E ammette (finalmente) che il 2035 così com’era non stava in piedi.
L’Unione Europea ha fatto quello che fa sempre quando la realtà bussa troppo forte alla porta: ha annacquato una promessa ideologica trasformandola in un compromesso tecnico.
Il famoso stop totale a benzina e diesel dal 2035? Non esiste più.
Al suo posto arriva un più morbido, più elastico, più politico “-90% di emissioni”.
Che tradotto significa una cosa sola: il motore termico non muore nel 2035. Cambia forma, cambia ruolo, ma resta.
Dal dogma all’aritmetica
Fino a ieri il messaggio era semplice (e comodo):
Dal 2035 solo auto a emissioni zero. Punto.
Oggi invece scopriamo che quel punto era una virgola.
Perché quel famoso 10% residuo non è un dettaglio tecnico per addetti ai lavori.
È una finestra normativa enorme, dentro cui può entrare mezza industria automotive europea.
Plug-in hybrid? Dentro.
Motori termici alimentati con e-fuel o biocarburanti certificati? Dentro.
Soluzioni ibride “intelligenti” che non sono né elettrico puro né vecchio benzina anni ’90? Dentro anche loro.
Non è un tradimento degli obiettivi climatici, come qualcuno dirà, è un atto di sopravvivenza industriale.
Perché Bruxelles ha mollato la presa
Qui bisogna essere onesti.
La retromarcia non nasce dall’improvvisa illuminazione green o anti-green di qualcuno.
Nasce da tre numeri che non tornano.
1️⃣ L’elettrico non sta vendendo come previsto
Non perché “la gente è stupida”, ma perché:
- costa ancora troppo,
- l’infrastruttura è disomogenea,
- la transizione è stata raccontata come facile quando facile non è.
2️⃣ L’industria europea stava andando a sbattere
Volkswagen, Stellantis, Renault non sono Tesla.

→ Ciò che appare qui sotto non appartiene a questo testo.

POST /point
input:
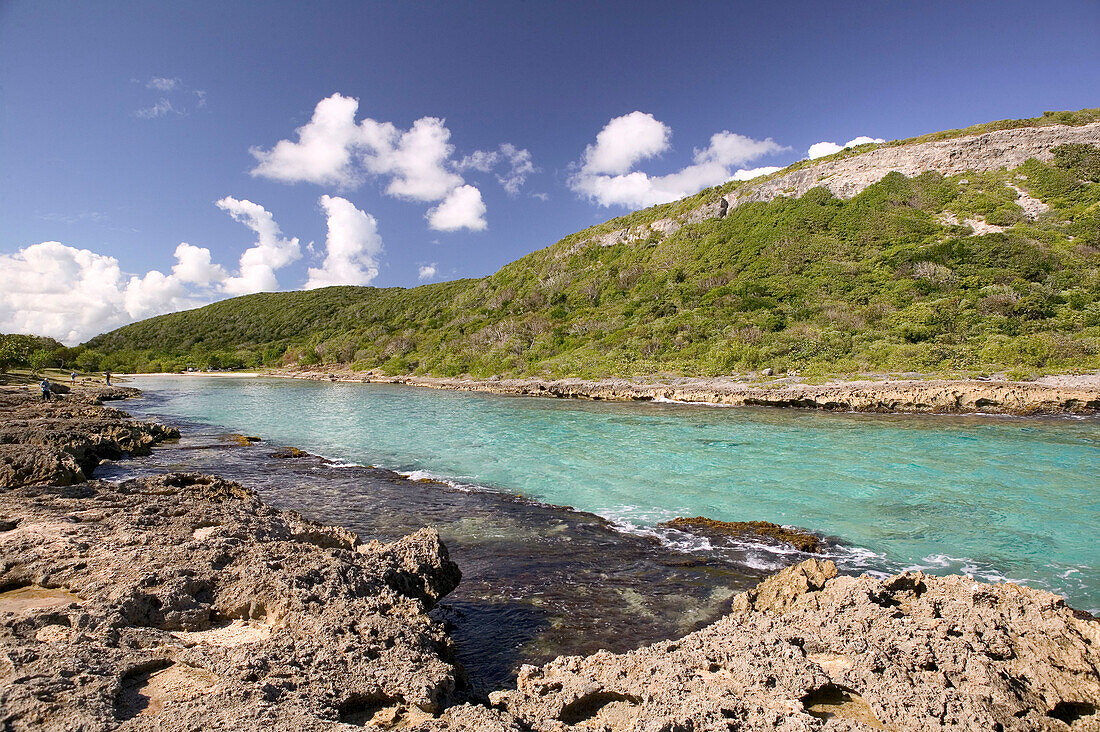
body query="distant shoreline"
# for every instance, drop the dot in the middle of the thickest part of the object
(1052, 395)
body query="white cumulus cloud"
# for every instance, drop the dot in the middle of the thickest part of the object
(463, 209)
(515, 163)
(323, 151)
(418, 164)
(73, 294)
(352, 247)
(271, 251)
(825, 148)
(194, 265)
(755, 172)
(625, 141)
(605, 173)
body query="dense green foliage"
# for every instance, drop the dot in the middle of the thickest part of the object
(883, 282)
(35, 352)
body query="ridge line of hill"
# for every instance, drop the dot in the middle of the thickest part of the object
(960, 253)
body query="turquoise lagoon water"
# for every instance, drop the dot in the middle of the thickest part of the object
(999, 499)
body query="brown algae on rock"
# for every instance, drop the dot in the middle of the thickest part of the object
(243, 440)
(799, 538)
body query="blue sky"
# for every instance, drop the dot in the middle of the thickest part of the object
(123, 124)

E soprattutto non sono BYD.
Competere:
- contro chi ha prezzi cinesi,
- contro chi ha margini americani,
- con regole europee sempre più stringenti
…stava diventando una missione suicida.
3️⃣ La politica ha smesso di fingere
Germania e Italia — non esattamente due comparse — hanno iniziato a dire ad alta voce quello che tutti sussurravano:
“Così rischiamo di distruggere valore, lavoro e competenze.”
E quando la politica smette di recitare il copione, la Commissione ascolta. Sempre.
Il grande equivoco: non è una vittoria del termico
Sia chiaro: non è il ritorno al “benzina libera tutti”.
Il motore a combustione non torna come prima.
Se resta, resta:
- più caro,
- più complesso,
- più regolamentato,
- più ibridizzato.
Euro 7 non scompare, anzi.
Gli investimenti in R&D si moltiplicano.
La sfida tecnica diventa persino più dura di prima.
Questa non è una restaurazione.
È una convivenza forzata.
Chi vince e chi perde davvero
❌ Perdono i talebani del “solo elettrico subito”
Quelli per cui qualsiasi tecnologia alternativa era eresia.
La realtà li ha smentiti.
⚠️ Perdono anche i costruttori “all-in EV”
Chi ha puntato tutto su una sola carta ora scopre che il tavolo è cambiato.
✅ Vince chi ha tenuto aperte più strade
Chi ha investito su:
- multi-energia,
- ibrido serio,
- termico evoluto,
- elettrico senza fanatismi.
In altre parole: vince il pragmatismo.
Il 2035 non è più un muro. È un filtro
In definitiva, il 2035 non sarà più un muro invalicabile, ma un filtro a maglie strette. L’Europa ha scelto di rallentare la corsa per non rischiare di rompere il motore della sua industria, accettando il compromesso che la tecnologia, e non solo la legislazione, debba guidare la transizione.
Questa non è una sconfitta dell’elettrico.
È una sconfitta dell’ideologia.
L’auto del futuro europeo sarà più elettrica, sì.
Ma non sarà monoteista.
E chi oggi grida allo scandalo, domani ringrazierà questo compromesso quando scoprirà che senza industria non c’è nemmeno la transizione.
Bruxelles ha rallentato.
Non per paura.
Per non grippare il motore. Elettrico o a combustione interna.